Un album moins électro, plus dream pop, de quoi discuter guitares, désert de Californie, harmonies vocales, King Krule, et bien sûr Superbowl, alors que la veille Usher et Alicia Keys enflammaient la mi-temps d'un match superbement remporté par Kansas City en toute fin de prolongation.

Comment se passe cette journée à Paris ? C'est un comeback de Mount Kimbie, en quelque sorte...

Kai : C'est la première fois qu'on fait une journée presse en quelque chose comme huit ans...
Dom : C'est agréable d'avoir un nouvel album dont discuter. On se sent frais. Sinon, on est arrivés très tard hier soir, on a dîné, puis au lit. Et aujourd'hui ça a été interview sur interview. Mais on est allés dans un disquaire un peu plus tôt, traîner, et c'était cool. Comme je vis en Californie depuis huit ans maintenant, c'est toujours sympa d'être quelque part où les choses sont réellement vieilles. De voir les bâtiments, l'architecture, c'est rafraîchissant. Donc juste de marcher dans les rues, ça me fait plaisir. Votre dernier album avant The Sunset Violent c'était MK 3.5: Die Cuts | City Planning, où vous aviez chacun écrit une moitié du disque de votre côté. Ça a changé quelque chose dans votre approche musicale cet interlude ? Kai : En fait, The Sunset Violent nous donne le sentiment de poursuivre le fil de Love What Survives, l'album encore avant. MK 3.5: Die Cuts | City Planning c'était chacun de nous faisant un truc différent, dans notre coin, pour obtenir à la fin un album. Donc il n'y avait rien de bizarre pour nous de passer à ce nouvel album, parce que le dernier en date n'a jamais eu l'air de faire partie de la même lignée. Au final, le processus a été très similaire à celui de Love What Survives en 2017, il y a juste eu beaucoup de temps entre les deux.
Dom : D'avoir cette longue période de creux et de revenir écrire ensemble, ça a rafraîchi notre manière de voir les choses.

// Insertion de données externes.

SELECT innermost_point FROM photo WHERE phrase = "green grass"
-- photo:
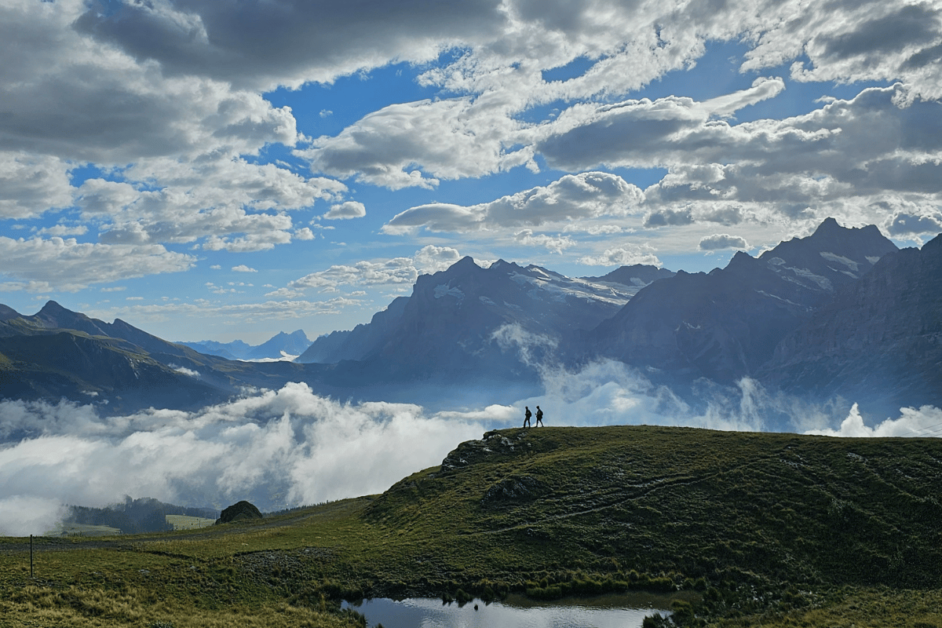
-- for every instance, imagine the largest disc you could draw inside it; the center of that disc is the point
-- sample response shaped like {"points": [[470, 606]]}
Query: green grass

Ça ressemblait moins à du travail, c'était juste nous qui jouions de la musique. Et ce nouvel album ressemble au début d'une nouvelle période pour le groupe, ça nous donne cette impression.

Pour l'écrire, vous êtes allés tous les deux à Yucca Valley, en Californie. Comment c'était ?

Kai : Tu peux voir à des kilomètres et des kilomètres tout ce qui t'entoure. C'est une drôle de vibe là-bas, le ciel est immense, tu te sens au milieu de nulle part. Et c'est chaud, et poussiéreux... très américain.
Dom : Très arrière-pays américain, à grande échelle. Tout est juste gros et grand. Grand ciel, grand désert, grosses voitures... Tu sais, tout est immense.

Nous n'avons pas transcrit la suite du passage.